Em 2012, o CEsA integrou nas suas actividades e instalações, cedidas pelo ISEG/UTL, o programa 2012-2014 do Comité Português do Projecto UNESCO A Rota do Escravo, criando na sua Linha de Investigação Estudos Africanos o Projecto A Rota do Escravo com o objectivo de apoiar e desenvolver as vertentes de investigação deste programa. Dois projectos de natureza e conteúdos diferentes que visam um objectivo comum, o estudo da problemática da escravatura africana em Portugal, centrada nos percursos históricos que foram fixando as mudanças verificadas na(s) identidade(s) nacional(is), e na identificação e salvaguarda de um património histórico e cultural, marcado pela presença secular dos africanos no país.

1. Museu da Escravatura de Lagos, projecto em curso que assenta na recente descoberta de um "cemitério" quatrocentista de escravos africanos nesta cidade algarvia, o mais antigo cemitério desta natureza existente (conhecido) no mundo e o único da Europa.
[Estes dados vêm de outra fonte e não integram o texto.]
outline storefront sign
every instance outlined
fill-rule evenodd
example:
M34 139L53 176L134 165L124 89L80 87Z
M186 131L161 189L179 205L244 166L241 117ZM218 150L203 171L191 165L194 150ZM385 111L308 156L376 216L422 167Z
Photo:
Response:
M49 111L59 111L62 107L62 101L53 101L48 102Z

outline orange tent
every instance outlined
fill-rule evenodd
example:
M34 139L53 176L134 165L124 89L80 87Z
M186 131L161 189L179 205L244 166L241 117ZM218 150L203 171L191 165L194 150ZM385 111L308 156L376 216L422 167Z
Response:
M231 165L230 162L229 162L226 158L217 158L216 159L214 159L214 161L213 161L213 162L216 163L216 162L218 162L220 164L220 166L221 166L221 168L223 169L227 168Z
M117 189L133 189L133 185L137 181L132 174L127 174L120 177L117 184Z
A fórmula UNESCO «quebrar o silêncio» é aqui uma fórmula-chave para dar a conhecer a dimensão desse fenómeno secular que marcou a história de Portugal.
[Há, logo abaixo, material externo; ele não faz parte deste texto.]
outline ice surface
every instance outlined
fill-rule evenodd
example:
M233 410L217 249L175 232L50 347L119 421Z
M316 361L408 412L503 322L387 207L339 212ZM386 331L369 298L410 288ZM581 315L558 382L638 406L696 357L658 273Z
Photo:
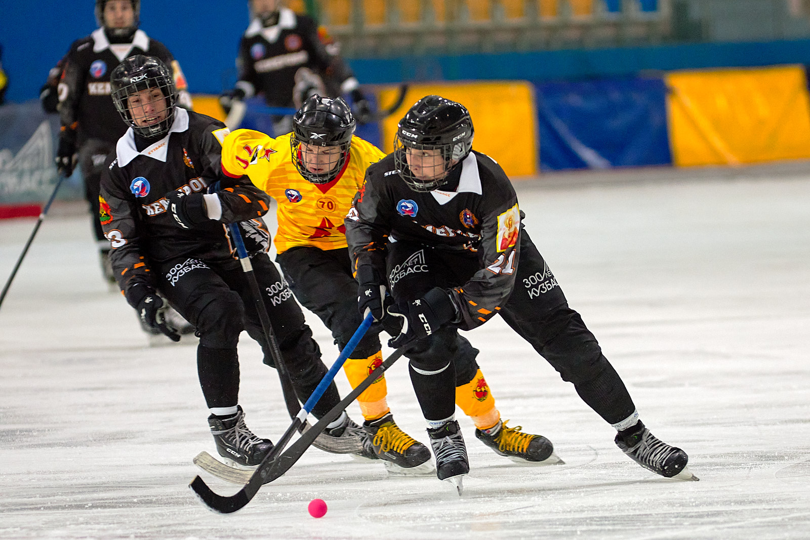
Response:
M102 283L87 218L56 206L0 308L0 538L810 538L808 168L516 182L571 305L700 482L625 457L496 319L467 335L503 418L551 439L565 465L498 457L463 417L463 497L311 449L230 516L187 488L191 458L214 453L194 344L146 347L134 311ZM3 283L32 226L0 222ZM331 363L329 334L308 319ZM240 355L248 425L278 437L289 420L275 374L246 336ZM388 388L399 425L426 443L404 361ZM313 498L329 505L322 519L307 513Z

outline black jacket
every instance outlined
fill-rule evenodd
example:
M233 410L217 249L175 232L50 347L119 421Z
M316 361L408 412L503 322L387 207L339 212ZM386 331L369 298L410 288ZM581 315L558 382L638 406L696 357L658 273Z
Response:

2. "Memórias de África em Portugal – séculos XV-XXI". Partindo da investigação iniciada por Isabel Castro Henriques, publicada na obra A Herança Africana em Portugal – séculos XV-XX, Lisboa, CTT, 2008 e, posteriormente, revista no Catálogo da Exposição (itinerante) “Os Africanos em Portugal – História e Memória (XV-XXI)”, Lisboa, 2011, este projecto que, compreende a escravatura de ontem como um legado universal actuante nos tempos de hoje, privilegia como noções estruturantes da sua pesquisa "estratégia africana", "liberdade", "herança", "memória social".

Ambos os projectos, perspectivados na longa duração e no quadro teórico da história global, partem da necessidade de proceder à identificação, definição e levantamento de itinerários, sítios, patrimónios materiais ou imateriais, reais ou virtuais, contribuindo assim para uma consciencialização do fenómeno da escravatura moderna e das formas que posteriormente emergiram, não só na esfera da dominação do Outro e da sua mercantilização, mas também na construção de um imaginário português, que frequentemente se pretende livre de preconceitos, “sem a mancha do racismo”. Um diálogo sobre as formas como o fenómeno da escravatura está presente nos quotidianos da vida social, através de múltiplas expressões, sejam da língua, sejam da estética, sejam da política, deve suscitar trabalhos científicos inovadores, permitindo um debate amplo e comparativo sobre os caminhos da investigação e da reflexão mundial relativos a esta problemática universal.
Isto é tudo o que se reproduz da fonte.